FBI Knew Hunter Laptop Was Legitimate Before 2020

Last week, the head of the FBI’s Foreign Influence Task Force revealed that the FBI knew in late 2019 that Hunter Biden’s laptop that was abandoned at a Delaware computer repair shop was authentic but withheld that from the social media companies that censored the New York Post’s report, The Washington Free Beacon reported.

While testifying before the House Judiciary Committee last Wednesday, Laura Dehmlow, whose unit tracks foreign disinformation, said that the FBI was aware at the time the Post’s stories were published that the laptop was Hunter’s and she was “pretty certain” that officials on the Foreign Influence Task Force knew that FBI analysts had authenticated it in late 2019.

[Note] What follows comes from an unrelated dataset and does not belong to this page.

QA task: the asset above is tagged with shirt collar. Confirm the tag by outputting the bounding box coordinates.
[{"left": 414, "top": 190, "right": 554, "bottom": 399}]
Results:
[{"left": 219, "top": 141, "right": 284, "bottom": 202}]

Republicans allege that task force officials failed to share that information with Facebook during meetings after which the social media platform limited sharing the Post story out of concern that the emails published by the Post were obtained via a hack.

Judiciary Republicans also allege that Dehmlow and others were instructed to offer no comment responses when asked by social media companies about Hunter’s laptop.

In her testimony, Dehmlow revealed that one FBI employee had previously told Twitter that the laptop was real, but an FBI lawyer interjected with “no further comment.” 

In a letter to FBI Director Christopher Wray after Dehmlow testified, Judiciary Chairman Jim Jordan alleged that the FBI’s refusal “to verify the authenticity” of Hunter’s laptop paved the way for “widespread censorship” of an “accurate news story.”

Republicans maintain that shortly before the publication of the New York Post report, the FBI “conditioned” social media platforms to expect the release of hacked materials.

Unlike Facebook, which only limited sharing of the Post’s report, Twitter prevented users from sharing a link to the report.

In his closed testimony to the House Ways and Means Committee in May, IRS whistleblower Gary Shapley revealed that the FBI authenticated Hunter’s laptop in December 2019, just one month after computer repair shop owner John Paul Mac Isaac turned it over to the FBI.

In his letter to Chris Wray, Jordan criticized the FBI for staying silent about the authenticity of the laptop and “allowing social media companies to conclude” that the Post’s story was “Russian disinformation.”